Après une cérémonie d'ouverture placée sous le signe du strass et du pop, le Festival de Cannes rentre dans le vif du sujet, avec une deuxième journée lourde de films. En effet, pour ce mercredi 15 mai, neuf films au total seront projetés. Des films très variés : cette deuxième journée de compétition marque le lancement des projections pour les compétitions parallèles, comme "Un certain regard" ou Cannes Classics.

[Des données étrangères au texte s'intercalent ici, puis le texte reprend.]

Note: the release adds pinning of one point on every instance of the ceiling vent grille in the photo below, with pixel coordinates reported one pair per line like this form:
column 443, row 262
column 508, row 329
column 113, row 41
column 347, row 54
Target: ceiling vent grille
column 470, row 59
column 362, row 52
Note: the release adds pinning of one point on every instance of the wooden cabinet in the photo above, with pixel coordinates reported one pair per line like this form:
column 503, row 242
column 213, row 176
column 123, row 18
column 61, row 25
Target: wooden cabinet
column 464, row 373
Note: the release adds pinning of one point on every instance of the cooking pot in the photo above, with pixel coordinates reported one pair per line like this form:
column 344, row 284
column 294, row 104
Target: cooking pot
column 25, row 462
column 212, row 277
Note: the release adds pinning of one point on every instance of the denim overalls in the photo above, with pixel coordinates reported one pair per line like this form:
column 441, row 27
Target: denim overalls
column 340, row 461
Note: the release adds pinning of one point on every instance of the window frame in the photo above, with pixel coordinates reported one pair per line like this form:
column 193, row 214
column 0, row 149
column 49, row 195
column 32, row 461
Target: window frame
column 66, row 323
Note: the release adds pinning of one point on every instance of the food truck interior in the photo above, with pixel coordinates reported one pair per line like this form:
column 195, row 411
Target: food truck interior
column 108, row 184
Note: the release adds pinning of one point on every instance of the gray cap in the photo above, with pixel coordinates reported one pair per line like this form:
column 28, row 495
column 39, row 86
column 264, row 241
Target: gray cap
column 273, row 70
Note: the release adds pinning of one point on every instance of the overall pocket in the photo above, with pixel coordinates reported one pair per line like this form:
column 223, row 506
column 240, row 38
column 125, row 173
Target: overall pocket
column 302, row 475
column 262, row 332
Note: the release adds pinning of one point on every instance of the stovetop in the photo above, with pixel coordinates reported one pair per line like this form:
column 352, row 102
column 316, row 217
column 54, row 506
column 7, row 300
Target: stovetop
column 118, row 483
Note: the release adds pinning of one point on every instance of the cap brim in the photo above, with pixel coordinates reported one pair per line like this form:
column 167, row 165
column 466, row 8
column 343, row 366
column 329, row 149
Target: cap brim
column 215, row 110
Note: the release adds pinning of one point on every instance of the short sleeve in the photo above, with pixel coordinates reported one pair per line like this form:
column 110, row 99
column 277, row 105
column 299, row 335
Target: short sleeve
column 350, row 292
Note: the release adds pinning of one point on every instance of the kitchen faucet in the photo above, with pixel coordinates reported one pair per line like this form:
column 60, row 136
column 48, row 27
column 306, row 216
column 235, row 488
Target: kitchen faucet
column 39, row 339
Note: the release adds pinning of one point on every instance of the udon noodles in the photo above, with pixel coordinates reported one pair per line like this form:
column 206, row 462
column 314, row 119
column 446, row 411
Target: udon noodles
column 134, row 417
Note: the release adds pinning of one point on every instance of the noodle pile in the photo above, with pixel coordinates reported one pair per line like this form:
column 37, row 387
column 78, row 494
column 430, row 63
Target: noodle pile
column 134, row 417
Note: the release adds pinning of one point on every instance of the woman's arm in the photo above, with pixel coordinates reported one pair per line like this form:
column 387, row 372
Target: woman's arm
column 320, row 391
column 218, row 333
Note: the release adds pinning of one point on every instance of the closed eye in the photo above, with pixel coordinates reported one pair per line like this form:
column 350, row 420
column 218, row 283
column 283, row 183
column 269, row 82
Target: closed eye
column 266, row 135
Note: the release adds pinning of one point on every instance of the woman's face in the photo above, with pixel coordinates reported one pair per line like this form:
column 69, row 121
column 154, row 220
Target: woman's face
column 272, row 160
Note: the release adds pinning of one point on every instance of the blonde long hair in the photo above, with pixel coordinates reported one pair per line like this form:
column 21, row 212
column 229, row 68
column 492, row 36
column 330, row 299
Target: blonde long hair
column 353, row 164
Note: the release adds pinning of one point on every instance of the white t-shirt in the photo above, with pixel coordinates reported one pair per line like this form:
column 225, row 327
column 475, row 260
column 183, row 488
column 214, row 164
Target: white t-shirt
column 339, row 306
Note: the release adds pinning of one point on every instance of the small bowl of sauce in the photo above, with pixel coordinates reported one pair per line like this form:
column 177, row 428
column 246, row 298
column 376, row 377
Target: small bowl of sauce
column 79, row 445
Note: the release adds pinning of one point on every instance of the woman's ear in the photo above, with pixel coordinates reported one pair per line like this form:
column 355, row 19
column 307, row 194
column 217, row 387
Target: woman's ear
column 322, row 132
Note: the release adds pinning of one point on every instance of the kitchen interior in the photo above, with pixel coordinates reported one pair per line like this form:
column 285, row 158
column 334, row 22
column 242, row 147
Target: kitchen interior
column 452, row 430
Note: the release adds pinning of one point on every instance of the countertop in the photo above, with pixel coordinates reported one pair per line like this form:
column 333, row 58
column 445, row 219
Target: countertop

La moitié des films de la journée sont en effet diffusés dans le cadre de la sélection Cannes Classics, qui s'attache chaque année à remettre au goût du jour certains classiques du cinéma en projetant des copies restaurées dans ses salles. Ce sera le cas de Le Serpent blanc de Yabushita Taiji, premier film d'animation japonais intégralement colorisé, ainsi que de Toni, un film de Jean Renoir, drame sentimental sur fond de travail ouvrier et d'immigration. Dans la lignée des films avec un discours social, la sélection de Cannes Classics, cette année dédiée partiellement à l'oeuvre de Luis Buñuel, projettera aussi son film Les Oubliés, mise en scène poétique d'un bidonville de Mexico City. Plus tard dans la journée, ce sera aussi l'occasion de fêter un heureux anniversaire : celui d'Easy Rider de Denis Hopper, film iconique et critique du rêve américain, qui fête cette année ses 50 ans - et s'offre à l'occasion un lifting, avec une copie restaurée.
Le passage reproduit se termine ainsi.